Habibi’s brother Ahmad told Fox News Digital Family “Know[s] that my brother is still in Taliban custody. I can’t share too much about it because we don’t want to put him or others at risk. But anyone who accepts the Taliban’s hollow propositions that they don’t have one is falling for their own lies.
“We have several witnesses to his arrest [General Directorate of Intelligence (GDI)]. We have several witnesses who were with him at the headquarters of the GDI. The Taliban have always claimed that they don’t have him and don’t know who he is. How do they explain the apparent contradictions in this? “
Ahmad also claimed the family “Know[s] That the US government has technical evidence that Mahmood was in GDI custody long after his arrest. ”
He claims that Biden’s National Security Council “micro-mirrored the State Department’s efforts to secure my brother’s release” and “blocked [the State Department] From using the data in their discussions with the Taliban, even though we told them it would directly counter the Taliban’s claims that they had never heard of my brother. ”
Neither the State Department nor the National Security Council responded to Fox News Digital’s requests to confirm Ahmad’s claims.
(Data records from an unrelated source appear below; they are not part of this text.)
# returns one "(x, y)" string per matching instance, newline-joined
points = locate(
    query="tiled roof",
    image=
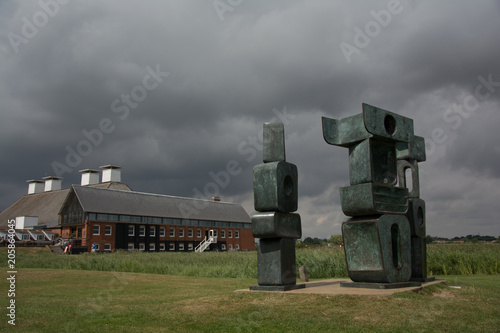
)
(107, 201)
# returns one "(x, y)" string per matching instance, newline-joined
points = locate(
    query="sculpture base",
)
(425, 279)
(374, 285)
(278, 288)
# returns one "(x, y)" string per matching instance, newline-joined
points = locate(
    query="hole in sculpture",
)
(390, 124)
(396, 253)
(288, 185)
(409, 179)
(420, 216)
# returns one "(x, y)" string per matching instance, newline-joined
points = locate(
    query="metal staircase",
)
(206, 242)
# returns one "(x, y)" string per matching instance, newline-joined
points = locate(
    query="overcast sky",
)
(176, 92)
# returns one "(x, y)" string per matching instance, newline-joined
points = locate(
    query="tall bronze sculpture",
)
(384, 240)
(275, 200)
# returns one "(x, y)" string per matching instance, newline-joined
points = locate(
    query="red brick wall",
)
(246, 241)
(100, 239)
Fox News Digital also reached out to Taliban spokespersons Zabihullah Mujahid and Suhail Shaheen about Habibi’s detention and asked Mujahid what happened to Habibi after he was arrested by the GDI. Mujahid did not answer. Shaheen directed Fox News Digital to address GDI and made no comment about the situation.
They are the Taliban Long sought release from Guantanamo Bay detainees and Al Qaeda leader Muhammad Rahim in exchange for Americans they admitted were in their prisons. Ahmad Habibi told CBS News President Biden assured him in a January 12 phone call that the US would not release Rahim if the Taliban released Habibi.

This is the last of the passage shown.